In many places, managers are subtly discouraged/disincentivized from doing this by not being given enough power to properly reward their people.

Being granted poor rewards or being denied a raise or promotion by organizational powers-that-be for reasons like budget or priorities is a morale killer when your manager has given you nothing but positive feedback and affirmation that you are clearly meeting/exceeding clear expectations. Being able to say "well, you were given a lot of freedom, and you chose to pursue things that didn't have the right kinds of impact" is an easy get-out-of-jail-free card for a manager, and is only really effective if you've been stringing someone along with arbitrary mixed feedback and unclear or constantly shifting goals.

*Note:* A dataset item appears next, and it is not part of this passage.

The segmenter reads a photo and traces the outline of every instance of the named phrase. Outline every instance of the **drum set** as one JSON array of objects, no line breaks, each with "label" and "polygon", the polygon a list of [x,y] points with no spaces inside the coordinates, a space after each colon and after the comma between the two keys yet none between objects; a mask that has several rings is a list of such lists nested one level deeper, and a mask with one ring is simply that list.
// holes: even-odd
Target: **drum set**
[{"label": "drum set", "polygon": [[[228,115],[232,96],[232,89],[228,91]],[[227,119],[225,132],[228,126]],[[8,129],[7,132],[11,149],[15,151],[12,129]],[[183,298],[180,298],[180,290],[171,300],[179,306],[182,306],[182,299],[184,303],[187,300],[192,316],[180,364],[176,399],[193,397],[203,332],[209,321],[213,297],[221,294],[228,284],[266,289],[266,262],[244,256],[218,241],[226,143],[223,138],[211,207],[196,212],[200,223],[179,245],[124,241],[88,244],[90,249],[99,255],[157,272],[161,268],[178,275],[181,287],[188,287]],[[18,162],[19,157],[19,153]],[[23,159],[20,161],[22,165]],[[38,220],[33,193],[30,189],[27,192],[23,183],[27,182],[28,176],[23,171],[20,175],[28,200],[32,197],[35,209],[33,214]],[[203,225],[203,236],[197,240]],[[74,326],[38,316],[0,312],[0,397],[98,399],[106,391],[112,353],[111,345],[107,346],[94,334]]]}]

I recently experience a great manager after 11years working as freelancer and employee and I have seen a broad range of great and deeply disturbing managers.

What I learn is that Without looking to much on how your manager work or does for you and your team,you have to see how are you improving in your skills and trade because of him. The best managers I work for made me a better professional and mindful about my own skills.

There are so many styles and ways to lead people, at the end the thing to look is how a manager made you a better professional and a better team member, and finally what you improve because of them


I've had 9 managers in the last 4 years and I'm going to make two different points about good managers:

POINT #1

Lou Holtz [0] has a great quote about leaders:

"You ask every leader three questions:

1. Can I trust you?

2. Do you care about me?

3. Are you committed to excellence?

Think about someone you've always thought of as great leader and I bet the answer to all three is 'yes'. Now, think of someone you are having problems with and I bet the answer to all three is probably 'no'".

I think about that quote all of the time when interacting with managers.

POINT #2

One way to categorize management is into two different types:

Type 1

The "widget maker". Here the manager is the smartest person in the group and they know more than any other of their underlings. Each employee is considered replaceable because the manager is the one that knows everything so it doesn't matter if a junior person leaves.

Type 2

The "film director". Every member of the team is better than the manager at their particular speciality. e.g. the Special Effects head knows way more than the director ever could about SFX. That means that it becomes the manager's job to be the co-ordinator and get this disparate group of folks to work together towards a shared vision. In fact, part of the director's job is to make that vision and then communicate it in such as way that everyone wants to participate.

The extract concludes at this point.